The aim of this study was to validate 109Cd-based K-shell x-ray fluorescence measurements against atomic absorption spectrometry (AAS) measurements of core and surface tibia lead. The lead content of nine adult human cadaver tibiae was measured using 109Cd-based K-shell x-ray fluorescence (XRF) spectrometry and the results compared to measurements obtained using electrothermal atomization atomic absorption spectrometry following acid digestion. Each tibia was divided into nine cross-sectional segments, which were further separated into tibia core and surface samples for the AAS analytical measurements. Proximal-distal variability in tibia lead concentration as determined by AAS was previously described for both surface and core segments and was found to decrease towards the ends of the tibia, in contrast to XRF in which lead was found to increase towards the tibia ends. The effect of this contrasting behaviour on the agreement between XRF and AAS measurements was examined. Lead concentrations determined by AAS ranged from 3 to 19 microg of lead per gram of dry weight bone (microg g(-1)) for tibia core and from 5 to 32 microg g(-1) for tibia surface. Lead concentrations determined by XRF ranged from 2 to 35 microg g(-1) dry weight. No statistically significant difference was found between mean XRF-measured concentrations and mean surface lead concentrations measured by AAS, but XRF significantly overestimated tibia core lead concentrations by between 5 and 8 microg g(-1).

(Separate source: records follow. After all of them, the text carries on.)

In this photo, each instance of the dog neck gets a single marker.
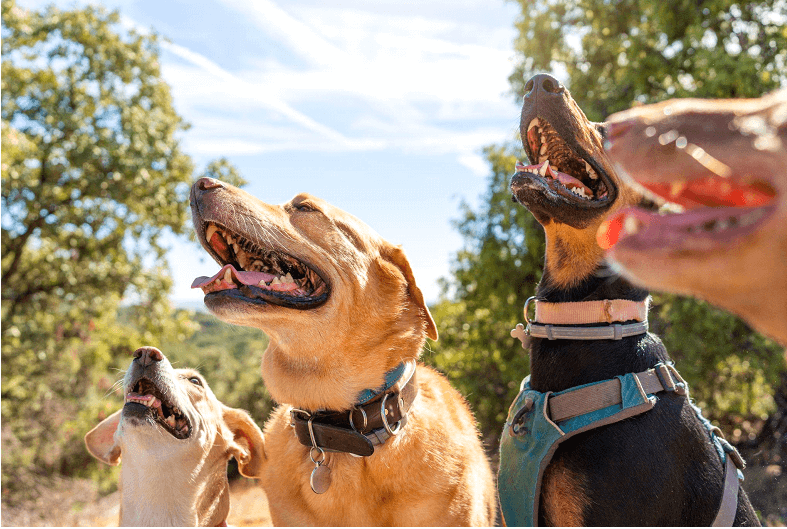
(172, 489)
(327, 375)
(556, 365)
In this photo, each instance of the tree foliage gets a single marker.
(614, 53)
(619, 52)
(92, 177)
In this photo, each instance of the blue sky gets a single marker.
(381, 108)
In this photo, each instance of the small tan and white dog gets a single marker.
(175, 439)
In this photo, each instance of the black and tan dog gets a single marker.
(725, 161)
(657, 467)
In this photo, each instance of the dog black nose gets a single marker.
(148, 355)
(543, 83)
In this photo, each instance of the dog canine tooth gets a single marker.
(591, 173)
(212, 229)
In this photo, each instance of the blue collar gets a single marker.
(391, 378)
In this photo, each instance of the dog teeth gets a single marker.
(676, 188)
(591, 173)
(210, 232)
(751, 217)
(580, 192)
(631, 225)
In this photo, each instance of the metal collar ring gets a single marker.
(383, 413)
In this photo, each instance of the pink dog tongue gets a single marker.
(247, 278)
(567, 180)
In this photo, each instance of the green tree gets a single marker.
(623, 51)
(92, 177)
(492, 275)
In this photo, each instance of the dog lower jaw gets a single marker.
(177, 501)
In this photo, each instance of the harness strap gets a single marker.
(538, 422)
(587, 399)
(729, 499)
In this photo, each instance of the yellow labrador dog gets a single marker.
(364, 434)
(175, 439)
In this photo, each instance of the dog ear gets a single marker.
(248, 444)
(100, 441)
(395, 255)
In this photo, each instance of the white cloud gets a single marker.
(477, 164)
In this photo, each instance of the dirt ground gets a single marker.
(77, 503)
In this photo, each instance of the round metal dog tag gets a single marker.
(320, 479)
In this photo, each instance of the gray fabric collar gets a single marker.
(615, 331)
(608, 331)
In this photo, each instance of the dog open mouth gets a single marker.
(716, 211)
(259, 275)
(146, 401)
(560, 170)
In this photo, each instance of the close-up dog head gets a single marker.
(172, 415)
(725, 163)
(570, 186)
(317, 280)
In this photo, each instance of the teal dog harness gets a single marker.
(538, 422)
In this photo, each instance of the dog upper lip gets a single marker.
(535, 119)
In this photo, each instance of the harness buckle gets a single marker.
(365, 420)
(527, 305)
(383, 413)
(668, 376)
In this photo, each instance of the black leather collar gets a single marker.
(358, 430)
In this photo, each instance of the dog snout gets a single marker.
(543, 84)
(205, 185)
(147, 355)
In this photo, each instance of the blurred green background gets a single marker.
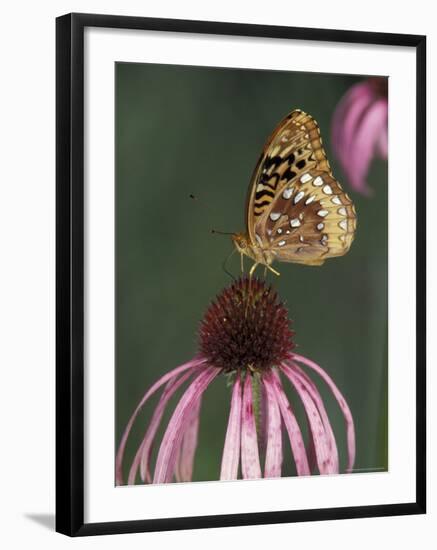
(192, 130)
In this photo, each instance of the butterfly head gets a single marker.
(241, 243)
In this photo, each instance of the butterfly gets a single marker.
(296, 211)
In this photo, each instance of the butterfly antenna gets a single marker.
(225, 261)
(215, 232)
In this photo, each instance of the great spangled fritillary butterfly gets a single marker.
(296, 211)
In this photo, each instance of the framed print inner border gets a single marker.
(70, 274)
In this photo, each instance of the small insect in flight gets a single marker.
(296, 211)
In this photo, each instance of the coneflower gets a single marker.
(246, 335)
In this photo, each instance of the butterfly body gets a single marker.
(296, 210)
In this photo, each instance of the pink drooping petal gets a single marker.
(365, 140)
(321, 430)
(197, 362)
(317, 398)
(361, 95)
(293, 430)
(273, 463)
(189, 445)
(231, 451)
(142, 455)
(263, 421)
(167, 455)
(324, 455)
(250, 466)
(349, 421)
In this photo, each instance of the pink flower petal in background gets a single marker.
(359, 130)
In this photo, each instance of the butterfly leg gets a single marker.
(270, 268)
(252, 269)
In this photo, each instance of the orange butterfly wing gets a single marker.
(296, 210)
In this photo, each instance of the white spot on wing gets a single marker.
(287, 192)
(305, 178)
(310, 199)
(298, 197)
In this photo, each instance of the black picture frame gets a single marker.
(70, 273)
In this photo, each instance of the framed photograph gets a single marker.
(240, 274)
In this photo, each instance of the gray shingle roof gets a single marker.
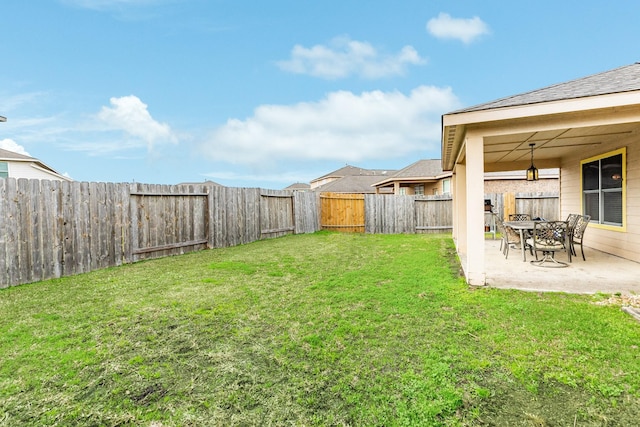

The aims of this study were to determine whether the location on the tibia measured by 109Cd-based K-shell x-ray fluorescence (XRF) affected the measurement result and its uncertainty, and whether higher tibia lead levels at the extremities of the tibia and/or inhomogeneity in the distribution of lead in the tibia could be inferred therefrom. Replicate XRF measurements were performed at multiple locations on ten adult cadaver intact legs and on nine bare tibiae dissected from them. Mean lead levels in the bare tibiae ranged from 16 to 48 microg Pb per g of bone mineral. Bare tibia measurements showed that both the XRF result and its uncertainty increased towards the proximal and distal ends of the tibia. The XRF result decreased away from the medial-lateral mid-point of the tibia, but XRF uncertainty was not significantly affected. Intact leg measurements showed no effect of proximal distal location on XRF result but did show an effect on XRF uncertainty. We conclude that the XRF method used can determine the differences in bone lead level resulting from the more trabecular composition at the ends of the tibia, and we present limited evidence for localized regions of low tibia lead level.